The Canadian dollar crept closer to U.S. parity on Friday than it has been in 30 years, at one point reaching a high of 91.94 cents US.

It ended the day at 91.79 cents US, the loonie's highest level since Oct. 11, 1977.

The currency's gain came on the heels of a 0.43-cent rise Thursday, triggered by a hotter-than-predicted inflation report for April.

The numbers on Thursday and Friday were expected to put pressure on the Bank of Canada to raise interest rates, which have remained static at 4.25 per cent since last May.

"If there was any uncertainty about what the next move would be by the bank, I think yesterday's higher than expected inflation data put everybody on the same page in terms of anticipating the next move would be tightening,'' said George Davis, senior technical analyst at RBC Capital Markets.

Michael Kane, of the Business News Network, told ۴ýnet the flurry of retail activity has helped drive the dollar.

Friday's rise comes as a Statistics Canada report said retail sales were up 1.9 per cent in March, hitting $34 billion and boosting the sales gain for the first quarter of 2007 to two per cent.

Meanwhile, the Toronto Stock Exchange barely moved Friday as lower financial stocks offset higher resources and telecom shares.

This year alone, Canadian dollar has gained almost 7 per cent against the greenback -- one of the strongest performances by any major currency.

Some expect the currency could eventually hit par or even surpass the U.S. dollar, with the world interested in Canadian resources -- from oil and natural gas, to nickel, zinc, wheat and petrochemicals.
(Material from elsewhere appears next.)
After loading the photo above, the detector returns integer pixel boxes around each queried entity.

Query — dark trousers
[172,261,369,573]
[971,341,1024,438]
But it isn't all good news for the stock market.

The high dollar could result in job losses in the manufacturing industry and makes Canadian exports more expensive, prompting some skepticism among investors.

"It goes back to the same thing: what does it do to manufacturers in Ontario and Quebec?'' said Julie Brough, assistant vice-president at Morgan, Meighen and Associates.

"We're continuing to see job losses there -- it seemed to have stabilized a bit but this next move up could be very very hard on manufacturing in Central Canada -- particularly when we certainly have seen a bit of a slowdown in the U.S."